Following three successive years in which output fell, positive growth returned to the Irish economy last year. The recovery is expected to continue this year, and to both broaden and gain ground in 2013. Over the medium term, a return to robust and more sustainable growth is foreseen. While exports are expected to continue supporting economic activity, a gradual pick-up in domestic demand is also projected as the recovery broadens further and spills over to the labour market. We have also seen that 2011 marked a record year for inward Foreign Direct Investment and the pipeline remains strong. All of this points to the fact that many of the underlying strengths of our economy remain, including a well-educated workforce, favourable demographics, an open and flexible economy and a pro-enterprise environment. Of course there are many challenges which we still face and it will take time to work through the legacies of the crisis. Not least of these is the high level of Government debt which we have accumulated. Substantial corrective action has been taken to return stability to the public finances and we are on track to bring the deficit below 3 per cent of GDP by 2015, in line with the targets set.

As the Deputy is aware, the banking system restructuring plan creates capacity for the two Pillar Banks, Bank of Ireland and AIB, to provide lending in excess of €30 billion in the period 2011-2013. SME and new mortgage lending for these banks is expected to be in the range of €16-20 billion over this period. This lending capacity is incorporated into the banks' deleveraging plans which allow for repayment of Central Bank funding through asset run-off and disposals over the period.

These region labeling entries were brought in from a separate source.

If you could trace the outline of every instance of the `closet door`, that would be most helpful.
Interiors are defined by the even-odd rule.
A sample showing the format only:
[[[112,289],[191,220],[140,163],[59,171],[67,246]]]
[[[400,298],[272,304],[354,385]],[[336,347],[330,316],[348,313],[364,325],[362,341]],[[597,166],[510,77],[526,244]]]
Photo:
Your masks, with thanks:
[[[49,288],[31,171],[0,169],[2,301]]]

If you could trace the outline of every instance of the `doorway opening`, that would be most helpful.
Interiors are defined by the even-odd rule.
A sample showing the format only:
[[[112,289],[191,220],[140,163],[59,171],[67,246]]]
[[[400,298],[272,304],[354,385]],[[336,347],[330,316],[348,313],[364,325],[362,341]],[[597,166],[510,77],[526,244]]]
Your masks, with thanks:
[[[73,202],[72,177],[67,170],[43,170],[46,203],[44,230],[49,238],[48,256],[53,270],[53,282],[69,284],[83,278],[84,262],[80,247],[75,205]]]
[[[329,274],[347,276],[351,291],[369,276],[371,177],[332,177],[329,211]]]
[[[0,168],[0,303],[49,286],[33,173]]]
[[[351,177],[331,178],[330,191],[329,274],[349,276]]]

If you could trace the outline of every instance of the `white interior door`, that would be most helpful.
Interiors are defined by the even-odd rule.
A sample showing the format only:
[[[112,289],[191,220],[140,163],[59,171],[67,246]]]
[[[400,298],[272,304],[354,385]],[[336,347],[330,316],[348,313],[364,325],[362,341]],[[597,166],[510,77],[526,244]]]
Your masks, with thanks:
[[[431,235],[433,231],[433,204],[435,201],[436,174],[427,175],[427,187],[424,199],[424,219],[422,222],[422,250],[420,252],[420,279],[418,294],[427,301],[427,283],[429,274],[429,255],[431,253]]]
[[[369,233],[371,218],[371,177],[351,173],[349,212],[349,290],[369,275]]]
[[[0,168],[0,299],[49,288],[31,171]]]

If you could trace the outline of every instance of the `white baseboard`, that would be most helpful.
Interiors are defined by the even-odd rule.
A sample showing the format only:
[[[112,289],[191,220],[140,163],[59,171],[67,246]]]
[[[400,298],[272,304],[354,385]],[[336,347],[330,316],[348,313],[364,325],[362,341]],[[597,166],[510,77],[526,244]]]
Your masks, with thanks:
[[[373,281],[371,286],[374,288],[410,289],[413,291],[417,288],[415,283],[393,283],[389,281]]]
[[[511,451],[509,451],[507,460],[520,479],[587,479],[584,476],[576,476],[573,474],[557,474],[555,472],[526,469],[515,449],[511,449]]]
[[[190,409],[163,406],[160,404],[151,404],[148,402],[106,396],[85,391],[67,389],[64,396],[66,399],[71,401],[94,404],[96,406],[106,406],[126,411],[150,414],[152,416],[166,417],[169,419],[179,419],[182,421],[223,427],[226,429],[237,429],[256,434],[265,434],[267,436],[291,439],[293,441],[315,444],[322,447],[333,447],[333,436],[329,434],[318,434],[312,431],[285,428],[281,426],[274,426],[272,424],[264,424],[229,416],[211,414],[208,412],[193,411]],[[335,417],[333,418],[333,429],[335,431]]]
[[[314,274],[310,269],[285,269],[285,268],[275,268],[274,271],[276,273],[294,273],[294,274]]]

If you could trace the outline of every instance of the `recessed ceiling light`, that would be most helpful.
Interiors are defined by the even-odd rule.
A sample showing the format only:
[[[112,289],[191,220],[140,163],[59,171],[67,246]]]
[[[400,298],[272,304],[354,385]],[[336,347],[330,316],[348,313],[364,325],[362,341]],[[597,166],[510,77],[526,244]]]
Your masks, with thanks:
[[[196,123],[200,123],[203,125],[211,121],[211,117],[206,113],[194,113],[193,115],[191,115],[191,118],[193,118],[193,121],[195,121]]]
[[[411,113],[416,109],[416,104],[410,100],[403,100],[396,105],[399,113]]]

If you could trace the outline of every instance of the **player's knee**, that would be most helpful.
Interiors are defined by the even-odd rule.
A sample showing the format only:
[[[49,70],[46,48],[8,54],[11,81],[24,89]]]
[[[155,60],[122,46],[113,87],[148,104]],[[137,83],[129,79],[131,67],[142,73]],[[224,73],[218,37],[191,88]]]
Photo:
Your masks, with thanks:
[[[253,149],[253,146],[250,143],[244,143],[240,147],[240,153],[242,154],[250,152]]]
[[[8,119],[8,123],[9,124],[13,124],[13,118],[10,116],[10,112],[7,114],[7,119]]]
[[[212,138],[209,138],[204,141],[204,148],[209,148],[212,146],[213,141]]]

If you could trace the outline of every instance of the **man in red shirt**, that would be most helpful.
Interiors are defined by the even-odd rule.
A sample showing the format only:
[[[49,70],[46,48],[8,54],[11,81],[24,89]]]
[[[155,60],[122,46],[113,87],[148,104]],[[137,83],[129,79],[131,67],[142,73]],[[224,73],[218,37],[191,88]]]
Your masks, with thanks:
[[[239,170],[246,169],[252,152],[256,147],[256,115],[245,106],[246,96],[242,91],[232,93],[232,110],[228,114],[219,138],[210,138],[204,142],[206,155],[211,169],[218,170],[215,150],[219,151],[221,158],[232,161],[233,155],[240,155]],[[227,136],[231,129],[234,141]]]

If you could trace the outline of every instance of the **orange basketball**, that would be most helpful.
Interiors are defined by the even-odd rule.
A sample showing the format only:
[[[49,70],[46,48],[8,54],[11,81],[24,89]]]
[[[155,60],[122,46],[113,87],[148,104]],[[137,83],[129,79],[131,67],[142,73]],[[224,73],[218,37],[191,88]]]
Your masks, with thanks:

The Government has imposed lending targets on the two domestic pillar banks for the three calendar years, 2011 to 2013. Both banks were required to sanction lending of at least €3 billion in 2011, €3.5 billion this year and €4 billion in 2013 for new or increased credit facilities to SMEs. Both banks achieved their 2011 targets. The pillar banks are required to submit their lending plans to the Department and the Credit Review Office (CRO) at the beginning of each year, outlining how they intend to achieve their lending targets. The banks also meet with the Department and the CRO on a quarterly basis to discuss progress. The banks provide my Department and the CRO with monthly returns outlining their SME lending figures, broken down at a sectoral and regional level. The monthly management meetings with the pillar banks also provide a forum for the issue of SME lending to be raised by my Department.